The effect of the AUMFs:

Based on FBI and journalist investigations, al Qaeda was less than 400 members worldwide in September of 2001. Al Qaeda now has affiliates in every corner of the world, their strength measures in the tens of thousands of fighters and they control territory in Yemen, Syria and Africa. In Afghanistan, the Taliban control as much as 60% of the territory and, with regards to international terrorism, where there was one international terror group in Afghanistan in 2001, now the Pentagon reports twenty such groups.

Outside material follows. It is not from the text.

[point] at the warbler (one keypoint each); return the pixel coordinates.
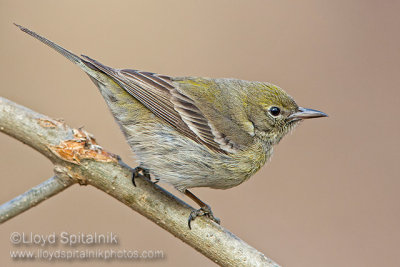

ISIS was formerly al Qaeda in Iraq, an organization that came into existence solely due to the invasion and occupation of Iraq by the United States. US military, intelligence agencies, journalists and other international organizations continually report the reasons people join such groups is not out of ideology or religious devotion, but out of resistance to invasion and occupation, and in response to the death of family, friends and neighbors by foreign and government forces. The AUMFs have worsened terrorism, not defeated it. It is very possible there would not be a worldwide al Qaeda network or ISIS today without the AUMFs.

The cost of the AUMFs:

More than 7,000 US service members have been killed and more than 50,000 wounded in the wars since 9/11. Of the 2.5 million troops deployed to Iraq and Afghanistan as many as 20% are afflicted with PTSD, while 20% more may have traumatic brain injury. The Veterans Administration reports Afghan and Iraq veterans have rates of suicide 4-10 times higher than their civilian peers. This means almost two Afghan and Iraq veterans are killed by suicide each day. Do the math and it is clear more Afghan and Iraq veterans are dying by suicide than by combat. The cost to the people overseas to whom we have brought these wars is hard to behold. Between one and four million people have been killed, directly and indirectly, by these wars, while tens of millions have been wounded or psychologically traumatized, and tens of millions more made homeless – causing the worst refugee crisis since WWII.

Financially, the costs of these wars are immense, more than $6 trillion. Of a vast many statistics that compose this incomprehensible figure of $6 trillion, is that nearly $1 trillion of it is simply just interest and debt payments. For Rep. Thornberry, a champion of fiscal conservatism, these interest and debt payments alone should cause him to reconsider these wars.

The AUMFs have allowed for wars to be waged without end by the executive branch, wars the American people, including veterans, say have not been worth fighting. Rep. Thornberry has the ability and responsibility to help bring about an end to these wars by ensuring the repeal of the 2001 and 2002 AUMFs in the final version of this year's congressional authorization for the Pentagon.

Matthew Hoh is a Senior Fellow with the Center for International Policy and a Marine combat veteran of the Iraq War.